Type: Amphiptere
Origin: Quetzalcoatl was adored first in Yucatan then in theToltec and Aztec empires in what is today Mexico.
Quetzalcoatl was the child of the virgin Chimalman and the god Citlallatonac ("the morning"). He was the priest-king of Tula, the City of the Sun. Scientists think that the myth of Quetzalcoatl started with a bird, the Quetzal, a couroucou which has a long trail of multicolored feathers. This bright green bird has tail feathers of over two feet long, and when it flies, the bird looks like a shimmering serpent.
Description: a winged and feathered multi-colored serpent dragon. Quetzalcoatl sometimes appeared before his subjects arched across the sky, an incomparable sight with the serpent’s iridescent body gleaming in the sunlight. At other times when he wanted to mingle with mortals unrecognized, he appeared as an old man with a white beard and broken walking stick or as a young man in a feathered cloak.
Myth :Quetzalcoatl came forth from within the serpent just as the Morning Star rose to herald the break of day and, by causing the sun to rise in the morning, he was worshipped by the Toltec Mexicans as the one who brought fertility to the land and light to his people. He taught them the art of agriculture, including the cultivation of the maize plant, how to dig into the earth to mine gold and precious stones, the secrets of the zodiac, and the movements of the planets and the stellar system. He was the inspiration behind poetry, learning and all works of art from the simplest sketch to the most elaborate piece of jewellery.
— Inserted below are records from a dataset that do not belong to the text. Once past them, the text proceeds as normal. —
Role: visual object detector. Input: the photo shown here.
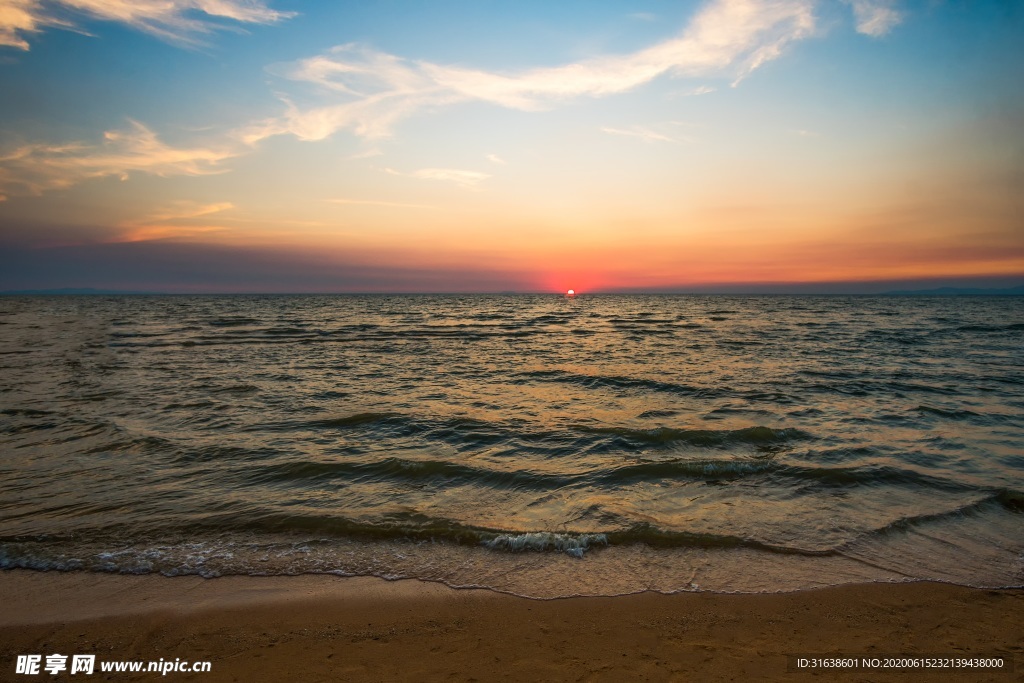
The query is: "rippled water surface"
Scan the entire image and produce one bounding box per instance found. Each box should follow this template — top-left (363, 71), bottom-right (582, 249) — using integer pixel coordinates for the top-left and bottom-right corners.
top-left (0, 296), bottom-right (1024, 597)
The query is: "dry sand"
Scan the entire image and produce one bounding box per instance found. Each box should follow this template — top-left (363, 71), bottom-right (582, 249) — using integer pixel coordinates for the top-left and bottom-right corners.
top-left (0, 570), bottom-right (1024, 683)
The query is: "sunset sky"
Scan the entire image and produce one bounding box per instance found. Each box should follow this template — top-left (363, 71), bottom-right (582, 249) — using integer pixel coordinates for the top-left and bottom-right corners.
top-left (0, 0), bottom-right (1024, 293)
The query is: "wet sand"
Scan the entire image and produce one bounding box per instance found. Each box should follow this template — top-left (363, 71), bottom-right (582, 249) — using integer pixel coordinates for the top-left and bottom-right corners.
top-left (0, 570), bottom-right (1024, 682)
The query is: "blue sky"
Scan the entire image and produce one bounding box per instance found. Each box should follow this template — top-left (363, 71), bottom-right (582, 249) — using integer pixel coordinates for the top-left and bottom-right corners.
top-left (0, 0), bottom-right (1024, 291)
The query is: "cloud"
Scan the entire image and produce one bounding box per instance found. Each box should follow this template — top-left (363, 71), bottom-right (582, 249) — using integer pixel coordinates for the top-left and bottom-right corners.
top-left (0, 0), bottom-right (295, 50)
top-left (0, 120), bottom-right (236, 195)
top-left (384, 168), bottom-right (490, 187)
top-left (600, 126), bottom-right (680, 142)
top-left (325, 199), bottom-right (437, 209)
top-left (675, 85), bottom-right (715, 97)
top-left (113, 201), bottom-right (234, 242)
top-left (242, 0), bottom-right (814, 143)
top-left (844, 0), bottom-right (903, 38)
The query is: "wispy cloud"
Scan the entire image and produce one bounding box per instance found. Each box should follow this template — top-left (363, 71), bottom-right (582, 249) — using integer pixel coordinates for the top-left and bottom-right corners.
top-left (114, 201), bottom-right (234, 242)
top-left (844, 0), bottom-right (903, 38)
top-left (326, 199), bottom-right (437, 209)
top-left (242, 0), bottom-right (814, 143)
top-left (599, 121), bottom-right (695, 142)
top-left (0, 0), bottom-right (295, 50)
top-left (600, 126), bottom-right (680, 142)
top-left (0, 121), bottom-right (237, 195)
top-left (384, 168), bottom-right (490, 188)
top-left (674, 85), bottom-right (715, 97)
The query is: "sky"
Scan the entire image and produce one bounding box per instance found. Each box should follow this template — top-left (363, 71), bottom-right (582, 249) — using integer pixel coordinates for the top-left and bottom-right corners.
top-left (0, 0), bottom-right (1024, 293)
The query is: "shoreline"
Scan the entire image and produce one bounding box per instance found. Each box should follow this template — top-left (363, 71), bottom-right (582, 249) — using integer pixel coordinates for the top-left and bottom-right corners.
top-left (0, 569), bottom-right (1024, 681)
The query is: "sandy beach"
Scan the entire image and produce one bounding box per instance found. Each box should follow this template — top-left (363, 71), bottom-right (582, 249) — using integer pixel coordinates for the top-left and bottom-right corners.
top-left (0, 570), bottom-right (1024, 681)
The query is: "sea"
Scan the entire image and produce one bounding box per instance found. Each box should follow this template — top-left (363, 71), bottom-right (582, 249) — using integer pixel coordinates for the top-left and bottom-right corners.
top-left (0, 295), bottom-right (1024, 598)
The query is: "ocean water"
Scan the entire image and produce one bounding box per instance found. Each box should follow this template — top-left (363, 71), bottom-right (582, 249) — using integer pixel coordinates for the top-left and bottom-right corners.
top-left (0, 296), bottom-right (1024, 598)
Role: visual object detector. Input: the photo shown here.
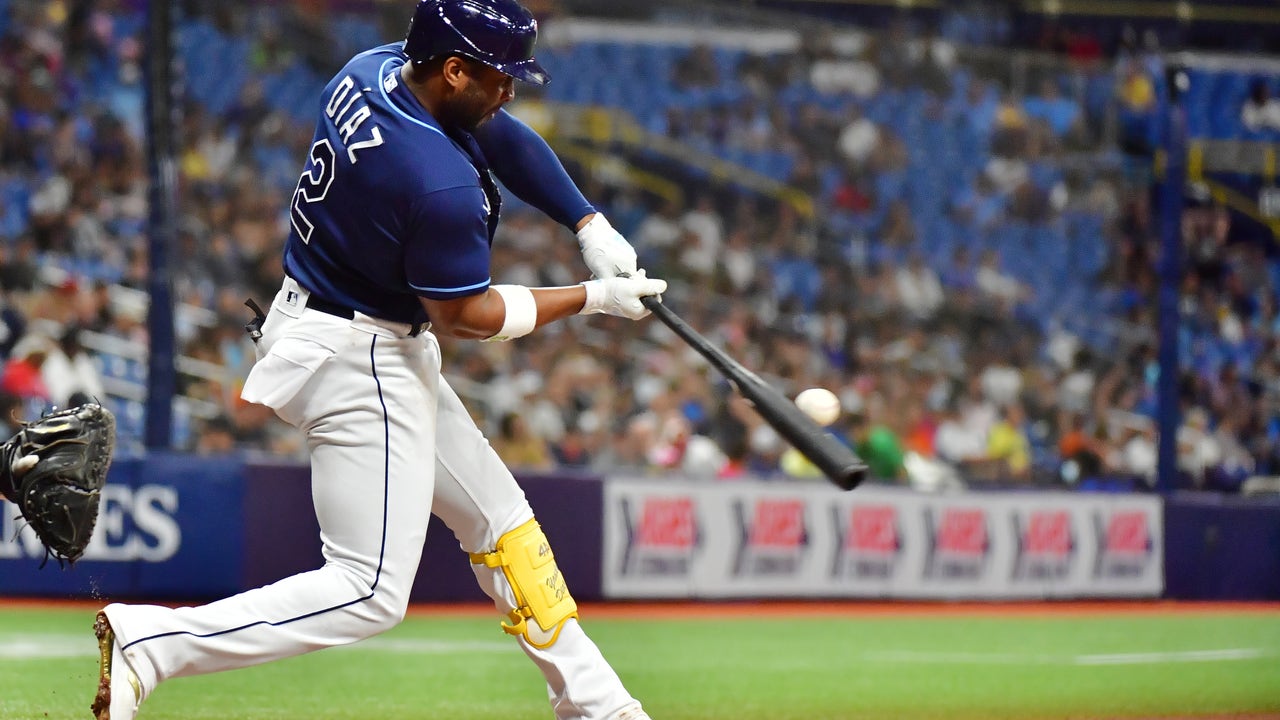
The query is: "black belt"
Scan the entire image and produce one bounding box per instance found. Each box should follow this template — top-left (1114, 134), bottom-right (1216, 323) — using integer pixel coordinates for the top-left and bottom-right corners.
top-left (307, 295), bottom-right (430, 337)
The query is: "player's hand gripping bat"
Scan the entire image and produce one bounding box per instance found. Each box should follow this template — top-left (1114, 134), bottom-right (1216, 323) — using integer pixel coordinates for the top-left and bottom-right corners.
top-left (640, 295), bottom-right (867, 489)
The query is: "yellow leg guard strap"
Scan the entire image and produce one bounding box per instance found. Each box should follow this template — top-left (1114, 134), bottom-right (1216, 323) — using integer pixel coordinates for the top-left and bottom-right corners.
top-left (470, 520), bottom-right (577, 648)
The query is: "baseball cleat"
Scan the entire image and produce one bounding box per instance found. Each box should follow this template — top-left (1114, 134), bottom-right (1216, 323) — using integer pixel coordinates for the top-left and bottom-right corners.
top-left (90, 612), bottom-right (142, 720)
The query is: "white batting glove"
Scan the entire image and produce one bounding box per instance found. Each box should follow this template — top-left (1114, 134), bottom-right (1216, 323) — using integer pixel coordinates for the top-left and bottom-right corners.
top-left (577, 213), bottom-right (636, 279)
top-left (580, 270), bottom-right (667, 320)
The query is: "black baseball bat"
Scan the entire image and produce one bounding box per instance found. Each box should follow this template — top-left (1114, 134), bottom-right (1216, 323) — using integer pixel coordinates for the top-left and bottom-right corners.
top-left (640, 295), bottom-right (867, 489)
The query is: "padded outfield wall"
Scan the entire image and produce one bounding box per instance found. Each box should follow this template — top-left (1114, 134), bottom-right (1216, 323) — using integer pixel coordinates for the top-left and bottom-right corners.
top-left (0, 454), bottom-right (1280, 602)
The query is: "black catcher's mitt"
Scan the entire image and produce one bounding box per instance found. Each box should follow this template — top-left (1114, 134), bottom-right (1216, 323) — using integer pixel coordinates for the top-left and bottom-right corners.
top-left (0, 404), bottom-right (115, 566)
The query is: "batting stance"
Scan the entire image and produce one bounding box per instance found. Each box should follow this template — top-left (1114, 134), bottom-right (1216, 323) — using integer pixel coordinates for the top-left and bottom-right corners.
top-left (92, 0), bottom-right (666, 720)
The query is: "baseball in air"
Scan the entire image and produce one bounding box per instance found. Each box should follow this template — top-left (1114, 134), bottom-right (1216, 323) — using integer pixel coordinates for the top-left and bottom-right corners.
top-left (796, 387), bottom-right (840, 425)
Quetzalcoatl and Tezcatlipoca had originally created the world out of the goddess Tlalteutli by ripping her apart and fashioning the world from her pieces. She had to be appeased by human sacrifice in order to continu giving the corn that sustained life.
There is also a myth in which Quetzalcoatl traveled to the underworld with his dog-headed brother Xolotl to steal bones, from which humanity was recreated after its destruction .
His brother, Tezcatlipoca, engineered his downfall by showing Quetzalcoatl his old, wrinkled face in the mirror. Quetzalcoatl, overcome with sadness, got drunk and slept with his sister, the Moon Goddess Tlazoteotl, thereby losing his purity. In despair, he left Tula and destroyed it. He had his attendants build a funeral pyre, which he threw himself into and was consumed. Eight days later, he was reborn as the planet Venus. He rules over the underground land where the sun hides at night, until the day that he will return and restore the city of Tula.
The aztecs minsinterpreted the prophecy and welcomed instead Cortes and the conquistadors in 1519. The bloody spanish fanatics eventually exterminated the Aztecs and their culture.